Description of problem: The fact we have small warning in the login page is not enough. The fact is, there are some severe issues when working with it. For example, you cannot set a static IP to a NIC - it's not enabled! This already led to several false positive bug reports from QE, and surely will cause Support issues. Version-Release number of selected component (if applicable): How reproducible: Steps to Reproduce: 1. 2. 3. Actual results: Expected results: Additional info:
I don't think we should block it, just enhance the message about the browser not supporting the GWT tech well enough. Completely blocking something off doesn't look good, IMO
(In reply to comment #1) > I don't think we should block it, just enhance the message about the browser > not supporting the GWT tech well enough. Completely blocking something off > doesn't look good, IMO I didn't think so either - but I've been convinced that it'll cause issues.

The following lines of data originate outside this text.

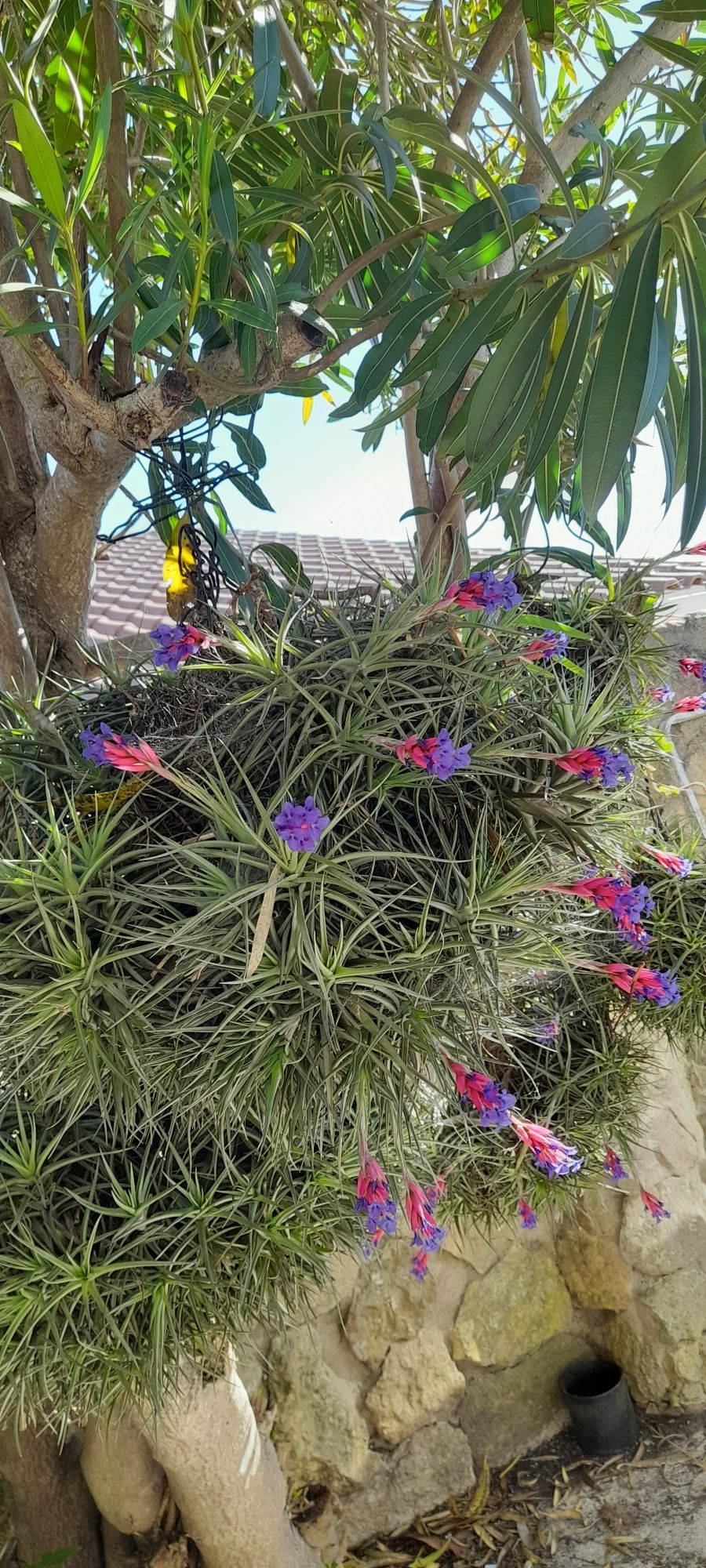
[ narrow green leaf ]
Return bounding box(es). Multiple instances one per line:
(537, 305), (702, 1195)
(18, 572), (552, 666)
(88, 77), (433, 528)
(631, 125), (706, 223)
(132, 296), (184, 354)
(224, 419), (267, 474)
(71, 82), (113, 220)
(562, 204), (613, 260)
(355, 293), (441, 408)
(253, 3), (279, 119)
(13, 102), (66, 227)
(463, 343), (549, 495)
(409, 274), (518, 403)
(466, 276), (571, 467)
(635, 304), (671, 436)
(580, 223), (662, 521)
(615, 458), (632, 550)
(676, 213), (706, 550)
(524, 274), (593, 474)
(522, 0), (554, 49)
(229, 474), (275, 511)
(210, 151), (238, 245)
(535, 441), (559, 524)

but it is useful for just browsing/looking around, so also not sure we should block it.
(In reply to comment #3) > but it is useful for just browsing/looking around, so also not sure we > should block it. Unless you forget it's just for browsing/looking around, as happens often in QE - and we file bugs that don't reproduce on others' - till we figure out it's Chrome. That's my main concern. It's not that it looks bad or something - behavior is inconsistent. I'm not even talking about the difference I see in behavior *between chrome versions*.
in this case, I've one RFE as well: blocking IE8 (non-compliance with standards, terrible slow{as result of using JS}, drag & drop doesn't work). the similar with IE9 except slowness The customer can have an impression that our product looks/behaves unusable.

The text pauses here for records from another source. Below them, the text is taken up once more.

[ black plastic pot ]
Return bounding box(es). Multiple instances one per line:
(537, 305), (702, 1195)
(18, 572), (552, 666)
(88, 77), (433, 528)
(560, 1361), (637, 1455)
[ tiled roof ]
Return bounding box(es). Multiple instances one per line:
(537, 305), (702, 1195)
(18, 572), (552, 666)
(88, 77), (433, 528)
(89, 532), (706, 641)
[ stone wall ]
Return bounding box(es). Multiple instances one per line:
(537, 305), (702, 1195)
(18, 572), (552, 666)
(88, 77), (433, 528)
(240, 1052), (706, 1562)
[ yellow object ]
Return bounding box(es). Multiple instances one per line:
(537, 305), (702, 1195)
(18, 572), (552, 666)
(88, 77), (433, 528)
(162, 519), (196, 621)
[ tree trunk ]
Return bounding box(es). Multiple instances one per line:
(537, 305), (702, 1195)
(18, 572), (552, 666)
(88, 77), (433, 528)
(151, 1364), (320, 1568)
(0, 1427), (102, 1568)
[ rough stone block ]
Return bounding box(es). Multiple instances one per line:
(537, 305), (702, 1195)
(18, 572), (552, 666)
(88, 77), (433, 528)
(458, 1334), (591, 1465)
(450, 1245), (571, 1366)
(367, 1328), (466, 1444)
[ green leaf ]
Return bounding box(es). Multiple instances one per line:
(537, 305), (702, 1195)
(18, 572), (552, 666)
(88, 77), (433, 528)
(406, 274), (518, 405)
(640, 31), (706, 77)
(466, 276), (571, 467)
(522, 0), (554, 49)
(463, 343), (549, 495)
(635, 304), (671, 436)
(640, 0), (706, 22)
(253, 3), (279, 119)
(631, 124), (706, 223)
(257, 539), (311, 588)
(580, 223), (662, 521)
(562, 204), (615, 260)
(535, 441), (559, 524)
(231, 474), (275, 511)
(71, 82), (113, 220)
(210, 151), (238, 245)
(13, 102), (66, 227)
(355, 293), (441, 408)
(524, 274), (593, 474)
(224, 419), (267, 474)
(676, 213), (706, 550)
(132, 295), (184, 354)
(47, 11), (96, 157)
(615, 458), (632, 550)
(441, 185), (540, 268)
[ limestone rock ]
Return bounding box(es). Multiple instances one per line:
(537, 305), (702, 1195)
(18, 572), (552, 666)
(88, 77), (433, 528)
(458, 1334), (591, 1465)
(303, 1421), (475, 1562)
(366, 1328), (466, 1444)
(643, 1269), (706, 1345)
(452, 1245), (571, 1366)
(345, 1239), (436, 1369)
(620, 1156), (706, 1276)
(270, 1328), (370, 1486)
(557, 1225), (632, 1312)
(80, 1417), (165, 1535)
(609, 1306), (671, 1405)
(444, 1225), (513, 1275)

(In reply to comment #5) > in this case, I've one RFE as well: > > blocking IE8 (non-compliance with standards, terrible slow{as result of > using JS}, drag & drop doesn't work). I disagree. There's a big difference between working slow and working wrong. > > the similar with IE9 except slowness > > The customer can have an impression that our product looks/behaves unusable. I am surprised, however, that this probably still the most popular IE version - http://en.wikipedia.org/wiki/Internet_Explorer#Desktop_Market_share_by_year_and_version (although stats are not up-to-date). One reason may be because it's the latest (and last) IE supported on XP.
I don't agree with blocking Chrome - we need to find the bugs and fix them, if we can't log into the portal then this won't happen.